I also note that Barrett did not file any responses to the two pending Motions for Summary Judgment. She was given repeated notice that her responses were due on July 2, 2007 and that no extensions would be permitted. I am aware of case law in this Circuit which stands for the proposition that it is inappropriate for a district court to grant summary judgment in favor of a defendant simply because the plaintiff has failed to file a brief in opposition. See Finkle v. U.S. Dept. Of Labor, Civ. No. 5-5525, 2007 WL 1963163 at * 3 (D. N.J. June 29, 2007) (stating that "[a] movant is not entitled to summary judgment simply because the non-movant fails to oppose the motion."),citing, Anchorage Associates v. V.I. Bd. Of Tax Rev., 922 F.2d 168, 175 (3d Cir. 1990) and Spencer v. Eckman, Civ. No. 4-4974, 2006 WL 1997382 at * 5 (E.D. Pa. July 13, 2006) (stating that "[a]n unopposed motion for summary judgment may only be granted where the Court determines that summary judgment [is] 'appropriate' pursuant to Rule 56"), citing, Anchorage, 922 F.2d at 175.

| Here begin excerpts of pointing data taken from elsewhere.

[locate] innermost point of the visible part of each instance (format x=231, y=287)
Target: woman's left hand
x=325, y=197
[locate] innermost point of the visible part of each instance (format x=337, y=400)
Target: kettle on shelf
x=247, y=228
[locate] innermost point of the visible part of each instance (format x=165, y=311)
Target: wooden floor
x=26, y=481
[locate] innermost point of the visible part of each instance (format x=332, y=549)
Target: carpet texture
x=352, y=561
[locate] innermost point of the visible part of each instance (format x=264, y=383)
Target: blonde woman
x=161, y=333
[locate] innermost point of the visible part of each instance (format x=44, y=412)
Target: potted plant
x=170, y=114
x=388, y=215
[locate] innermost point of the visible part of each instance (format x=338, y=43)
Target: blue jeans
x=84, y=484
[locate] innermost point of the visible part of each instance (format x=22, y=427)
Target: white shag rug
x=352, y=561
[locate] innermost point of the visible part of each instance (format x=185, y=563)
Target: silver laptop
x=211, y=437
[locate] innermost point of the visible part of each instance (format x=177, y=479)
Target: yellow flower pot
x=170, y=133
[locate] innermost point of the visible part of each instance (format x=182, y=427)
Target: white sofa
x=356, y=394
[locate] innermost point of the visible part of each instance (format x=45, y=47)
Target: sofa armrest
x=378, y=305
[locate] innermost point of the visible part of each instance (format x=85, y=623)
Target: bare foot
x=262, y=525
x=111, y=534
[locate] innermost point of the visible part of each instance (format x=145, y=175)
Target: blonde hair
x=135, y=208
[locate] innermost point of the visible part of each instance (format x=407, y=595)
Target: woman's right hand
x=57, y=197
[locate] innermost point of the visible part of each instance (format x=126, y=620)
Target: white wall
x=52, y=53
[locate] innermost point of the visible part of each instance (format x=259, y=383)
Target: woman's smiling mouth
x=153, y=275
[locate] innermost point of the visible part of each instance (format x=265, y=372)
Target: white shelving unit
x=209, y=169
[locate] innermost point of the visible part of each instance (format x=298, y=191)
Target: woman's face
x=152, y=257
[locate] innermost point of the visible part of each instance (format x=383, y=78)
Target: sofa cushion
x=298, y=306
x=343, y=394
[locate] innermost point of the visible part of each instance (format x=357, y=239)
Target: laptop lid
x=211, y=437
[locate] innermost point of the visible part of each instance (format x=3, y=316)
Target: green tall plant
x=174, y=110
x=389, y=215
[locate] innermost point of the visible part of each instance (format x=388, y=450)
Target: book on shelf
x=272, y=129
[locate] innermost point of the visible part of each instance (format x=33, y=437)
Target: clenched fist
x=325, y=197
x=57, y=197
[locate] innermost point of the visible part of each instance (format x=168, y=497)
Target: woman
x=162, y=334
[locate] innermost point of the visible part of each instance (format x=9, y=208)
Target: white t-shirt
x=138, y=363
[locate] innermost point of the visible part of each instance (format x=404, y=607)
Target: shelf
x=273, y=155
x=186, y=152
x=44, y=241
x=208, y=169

Thus, I make it clear that in finding the Defendants entitled to the entry of summary judgment in their favor, I do so based not upon the mere failure to file an opposition to the pending Motions. Rather, I base my decision upon Barrett's previous concessions, coupled with her failure to file oppositions. Specifically, during a Settlement Conference held on May 2, 2007, counsel for the Defendants explained that they intended to file motions for summary judgment and they explained the bases for these motions. When the Court queried counsel for Barrett regarding what evidence she had amassed during the discovery process which would defeat the intended motions, counsel responded that she had none. I noted this concession in my Opinion and Order granting the Motion to Voluntarily Withdraw. See Docket No. [60], p. 4.*fn1 Thereafter, Barrett affirmed this concession in her Motion for Voluntary Dismissal, when she explained that she wanted to dismiss her claims "since it has become essentially a moot point of trying to survive a Motion for Summary judgment ... ." See Docket No. [41], ¶ 2. The Defendants thereafter filed the Motions for Summary Judgment on the very bases identified in the Settlement Conference, and which Barrett had stated she had no basis to oppose.

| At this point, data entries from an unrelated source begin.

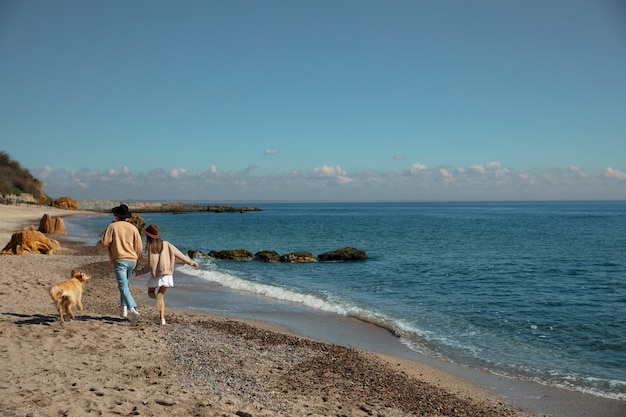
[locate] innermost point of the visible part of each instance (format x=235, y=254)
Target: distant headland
x=105, y=206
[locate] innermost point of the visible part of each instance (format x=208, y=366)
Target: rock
x=344, y=254
x=267, y=256
x=196, y=254
x=297, y=257
x=29, y=240
x=235, y=254
x=65, y=203
x=49, y=224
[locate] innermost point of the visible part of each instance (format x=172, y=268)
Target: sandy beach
x=198, y=364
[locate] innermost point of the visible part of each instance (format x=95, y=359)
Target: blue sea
x=530, y=290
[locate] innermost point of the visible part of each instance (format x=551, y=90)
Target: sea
x=528, y=290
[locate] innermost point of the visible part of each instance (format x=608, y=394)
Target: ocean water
x=535, y=291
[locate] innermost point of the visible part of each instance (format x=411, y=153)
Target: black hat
x=122, y=211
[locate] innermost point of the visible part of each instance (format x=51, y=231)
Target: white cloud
x=178, y=173
x=490, y=181
x=614, y=174
x=417, y=168
x=328, y=171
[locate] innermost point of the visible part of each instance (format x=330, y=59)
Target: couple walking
x=123, y=241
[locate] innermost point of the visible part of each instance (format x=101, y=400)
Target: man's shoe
x=134, y=315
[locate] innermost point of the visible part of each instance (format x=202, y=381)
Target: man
x=123, y=241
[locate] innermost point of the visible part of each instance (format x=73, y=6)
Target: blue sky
x=362, y=100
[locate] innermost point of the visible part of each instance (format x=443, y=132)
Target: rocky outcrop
x=235, y=254
x=267, y=256
x=195, y=254
x=297, y=257
x=29, y=240
x=51, y=225
x=344, y=254
x=65, y=202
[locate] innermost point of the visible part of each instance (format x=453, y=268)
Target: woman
x=161, y=258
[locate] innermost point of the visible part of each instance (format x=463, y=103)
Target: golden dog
x=69, y=293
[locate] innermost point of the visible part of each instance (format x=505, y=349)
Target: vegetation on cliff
x=16, y=180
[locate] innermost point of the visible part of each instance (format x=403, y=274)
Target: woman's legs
x=160, y=296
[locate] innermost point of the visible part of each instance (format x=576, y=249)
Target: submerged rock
x=297, y=257
x=236, y=254
x=343, y=254
x=267, y=256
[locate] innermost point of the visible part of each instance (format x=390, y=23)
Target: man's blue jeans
x=123, y=271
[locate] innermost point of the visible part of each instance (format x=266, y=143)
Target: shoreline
x=159, y=351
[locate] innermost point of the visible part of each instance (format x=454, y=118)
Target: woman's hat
x=122, y=211
x=152, y=231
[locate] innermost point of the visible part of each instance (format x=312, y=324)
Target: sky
x=342, y=100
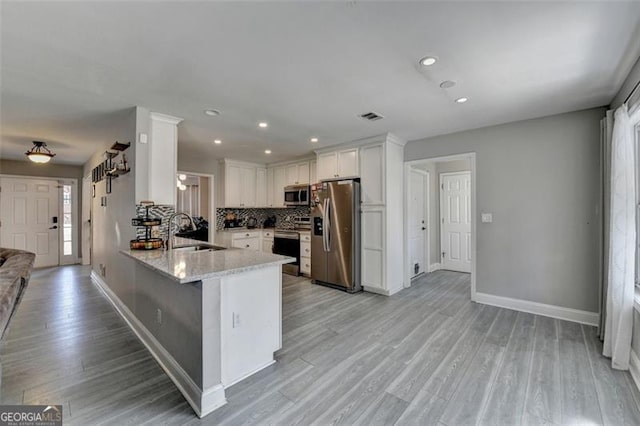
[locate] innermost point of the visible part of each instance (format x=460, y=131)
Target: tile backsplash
x=284, y=217
x=161, y=211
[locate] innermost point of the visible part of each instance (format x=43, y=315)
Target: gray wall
x=53, y=170
x=540, y=179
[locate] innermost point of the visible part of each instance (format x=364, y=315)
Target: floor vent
x=371, y=116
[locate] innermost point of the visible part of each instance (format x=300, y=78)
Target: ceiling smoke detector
x=371, y=116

I thought, perhaps, that in withdrawing her Motion for Voluntary Dismissal, Barrett had reexamined the evidence or reconsidered the legal arguments and found a basis upon which to advance her claims. Yet her failure to file a brief in opposition to the pending summary judgment motions, in light of her previous concessions, simply confirms for me what has been evident in this case since its inception - that Barrett (or her counsel) had no real intention of pursuing the claims set forth in the Complaint. At every stage of this litigation, Barrett has failed to prosecute this case. This Court has given her every opportunity to cure this defect. Nevertheless, based upon her two concessions that she has no evidence or argument to defeat the Defendants' Motions for Summary Judgment, those Motions (Docket Nos. [50] and [55]) are GRANTED. Judgment is entered in favor of Defendants and against Plaintiff. This case is closed forthwith.